Given the kinetic and thermodynamic stability of CO₂ (Figure 1), the conversion process poses challenge. The strong carbon to oxygen bonds require significant energy input to cleave. Our one-reactor conversion system directly utilizes the heat from the hot exhaust gas. The heat from the exhaust gas propels the set of reactions in the reactor involving reduction to CO, overcoming C-C coupling barrier and OH insertion. The temperature range for both wet and dry exhaust system of vessels (for example) matches well with the operating temperature of this combined reactor thus, allowing the heat in the gas to be directly utilized for membrane operation. Moreover, mid operating temperature allows for use of inexpensive material keeping the cost and system complexity low.
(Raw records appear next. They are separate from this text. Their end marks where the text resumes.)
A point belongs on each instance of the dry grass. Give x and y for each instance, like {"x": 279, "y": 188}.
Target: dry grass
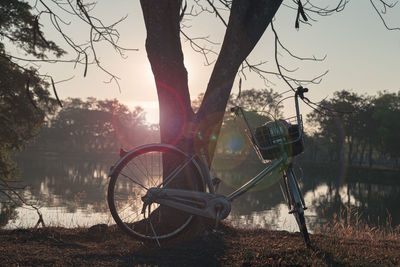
{"x": 348, "y": 224}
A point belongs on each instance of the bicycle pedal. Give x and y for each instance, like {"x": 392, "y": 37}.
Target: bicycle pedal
{"x": 216, "y": 181}
{"x": 218, "y": 233}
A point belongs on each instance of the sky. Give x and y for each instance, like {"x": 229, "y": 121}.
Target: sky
{"x": 361, "y": 55}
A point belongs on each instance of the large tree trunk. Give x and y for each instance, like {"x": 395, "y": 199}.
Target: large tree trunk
{"x": 248, "y": 21}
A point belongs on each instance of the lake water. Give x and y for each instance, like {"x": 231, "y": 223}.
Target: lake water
{"x": 72, "y": 192}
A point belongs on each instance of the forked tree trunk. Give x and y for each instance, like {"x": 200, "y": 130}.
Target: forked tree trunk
{"x": 247, "y": 22}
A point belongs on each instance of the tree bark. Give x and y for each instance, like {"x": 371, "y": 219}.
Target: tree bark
{"x": 247, "y": 22}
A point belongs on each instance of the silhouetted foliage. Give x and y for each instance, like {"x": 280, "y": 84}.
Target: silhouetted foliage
{"x": 94, "y": 126}
{"x": 363, "y": 128}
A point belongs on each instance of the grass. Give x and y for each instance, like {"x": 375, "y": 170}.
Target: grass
{"x": 107, "y": 246}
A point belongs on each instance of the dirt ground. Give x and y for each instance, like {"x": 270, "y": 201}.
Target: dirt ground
{"x": 107, "y": 246}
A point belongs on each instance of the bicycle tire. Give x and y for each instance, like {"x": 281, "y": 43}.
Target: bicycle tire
{"x": 141, "y": 169}
{"x": 298, "y": 210}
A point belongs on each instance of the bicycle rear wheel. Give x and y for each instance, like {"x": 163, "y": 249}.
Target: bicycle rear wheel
{"x": 296, "y": 205}
{"x": 150, "y": 166}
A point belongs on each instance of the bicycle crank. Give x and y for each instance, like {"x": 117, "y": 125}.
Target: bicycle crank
{"x": 208, "y": 205}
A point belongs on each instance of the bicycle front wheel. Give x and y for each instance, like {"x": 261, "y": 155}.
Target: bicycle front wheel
{"x": 296, "y": 204}
{"x": 150, "y": 166}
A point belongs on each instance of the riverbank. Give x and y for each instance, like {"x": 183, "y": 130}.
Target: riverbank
{"x": 107, "y": 246}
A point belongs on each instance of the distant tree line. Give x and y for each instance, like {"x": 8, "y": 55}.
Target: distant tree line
{"x": 94, "y": 126}
{"x": 360, "y": 129}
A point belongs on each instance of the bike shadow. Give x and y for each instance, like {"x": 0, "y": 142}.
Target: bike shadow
{"x": 202, "y": 249}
Gibbs free energy of formation of selected substances. Note CO₂ sitting in a thermodynamic sink
Our one step combined reactor provides value-added conversion product from the waste carbon stream. No other competitor currently in the market provides this value proposition.
This retrofit-design, combined reactor is a modular and low-cost investment. Conventional reduction technologies result in increased fuel consumption due to additional power consumption, reduction of cargo space due to space taken for liquefaction and/or storage of captured CO₂ on ships in a form of gas or liquid state. Our reactor saves the cost and carbon footprint related to CO₂ compression and storage by virtue of our CO₂ utilization and conversion into valuable fuel/product.
Relative to other solutions, it uses inexpensive component including stainless steel, silica etc. thus, enabling reduced capital cost and system complexity.